Keine Neuinvestitionen

Mit Schreiben vom 26.11.2006 teilte die Geschäftsführung mit, dass auch darüber abzustimmen sei, ob freie Mittel (aufgrund nicht realisierter Filmprojekte) investiert werden sollen oder nicht.

Angesichts der bisherigen Leistungsbilanz des VIP 3 und VIP 4 ist nach unserer Meinung die Antwort klar: Keine neuen Investitionen, sondern Rückzahlung des Kapitals an die Anleger!!!

Insoweit vermissen wir auch eine klare Stellungsnahme der Geschäftsführung zur Höhe der freien Mittel und etwaigen Kosten. Wir vermissen auch eine Stellungsnahme dazu, in welcher Höhe stattdessen Ausschüttungen möglich wären. Erstaunlich ist auch, dass bei einem Abbruch Währungsverluste entstehen sollen. Tatsächlich lauten die Schuldübernahmen doch auf EURO.

Kurios dürfte der Hinweis auf drohende Steuerschäden sein. Die Anleger haben einmal den Fehler gemacht, eine Anlageentscheidung (auch) nach steuerlichen Gesichtspunkten zu treffen. Dieser Fehler sollte nicht wiederholt werden, zumal es jetzt nur noch um eine "Chance" auf eine steuerliche Anerkennung geht.

Die Empfehlung der derzeitigen Geschäftsführung, trotz des negativen Beschlusses des Finanzgerichtes vom 08./09.10.2007 im AdV-Verfahren ("Aussetzung der Vollziehung") eine Anlageentscheidung an der "Chance" auf steuerliche Anerkennung auszurichten, ist jedenfalls mit den Interessen der Anleger nicht zu vereinbaren.

Passivität vieler Anleger

Viele Anleger haben leider noch immer nicht für eine interessengerechte Wahrnehmung der Stimmen gesorgt.

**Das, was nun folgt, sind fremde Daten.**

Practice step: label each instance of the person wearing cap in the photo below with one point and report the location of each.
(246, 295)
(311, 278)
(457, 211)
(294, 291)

Besonders kritisch bewerten wir den Umstand, dass nach wie vor eine Vielzahl von Stimmen vom Treuhänder ausgeübt werden. Da der Treuhänder von Anfang an in die Konzeption der VIP-Fonds eingebunden war, besteht nach unserer Bewertung die Besorgnis der Parteilichkeit.

Um auf der Gesellschafterversammlungen wirklich etwas zu erreichen, müssen 51 % der Anleger ihre Stimme selbst wahrnehmen oder diese an andere Anleger oder Anlegervertreter übertragen.

Wir appellieren deshalb an alle Anleger: Nehmen Sie ihre Stimmrechte selbst wahr oder übertragen sie diese nur an Anleger oder an Anlegervertreter, die allein die Interessen der Anleger verfolgen!